何故、映画の内容があやふやかというと、真由が原因だ。真由は俺の右隣の席だったのだが、俺の左隣の席の男が、俺の左手を置くところを占領していて、仕方なく右手を置くところを使っていたら、突然、真由が、俺の手を握ってきた。
振り払おうかと、一瞬思ったが、手を握られているということが、嬉しくて、映画が終わるまで、ずっとその状態になってしまった。

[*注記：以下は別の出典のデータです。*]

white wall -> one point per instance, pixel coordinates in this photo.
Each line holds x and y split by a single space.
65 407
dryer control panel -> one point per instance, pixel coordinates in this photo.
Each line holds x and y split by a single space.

右手が意識が集中しすぎて、映画の途中は、ほとんど覚えてない。最後のところだけは、何とか集中して見た。
「映画、良かったね」
「感動的でした」
「ちゃんと、観てたー?」
「観てた、観てた」
本当は、観てない、観てない。
真由が、ジャケットの裾を摘まんで、
「ねぇ、昼ごはんは、どうする?」
「ファミレスでいいんじゃない?」
「・・・分かった」
「ごめん、行きたいとこあった?」
「別に・・・」
もしかしたら、何か期待していたのかもしれない。
だとしたら、申し訳ないことしたなと思う。
映画館を出ると、混雑していた。
「真由、はぐれないように、手繋いでいいか?」
「う・・・うん♪」
さっきまで、不満そうだった顔が、突然変わって笑顔になる。女の子って分かりづらい。
そして、真由と手を繋ぐ。
俺も真由も、尋常なくらい顔を真っ赤にした。
あくまでも、俺たちは「友達」だ。
そう思い続けて、落ち着きを取り戻す。
ファミレスが見つからず、パスタ専門店があったので、ここでいいかと聞くと、いいよと返事が来たので、ここに入ることにした。
昼の一時頃だったが、行列ができていた。
俺たちは、待っている間も、手を繋いでいた。
女子と手を繋ぐことが、これほどの幸せとは。
ある意味、大人の階段を登った気がしている。
三十分ぐらい待って、店のなかに入り、俺はカルボナーラ、真由はペペロンチーノを食べた。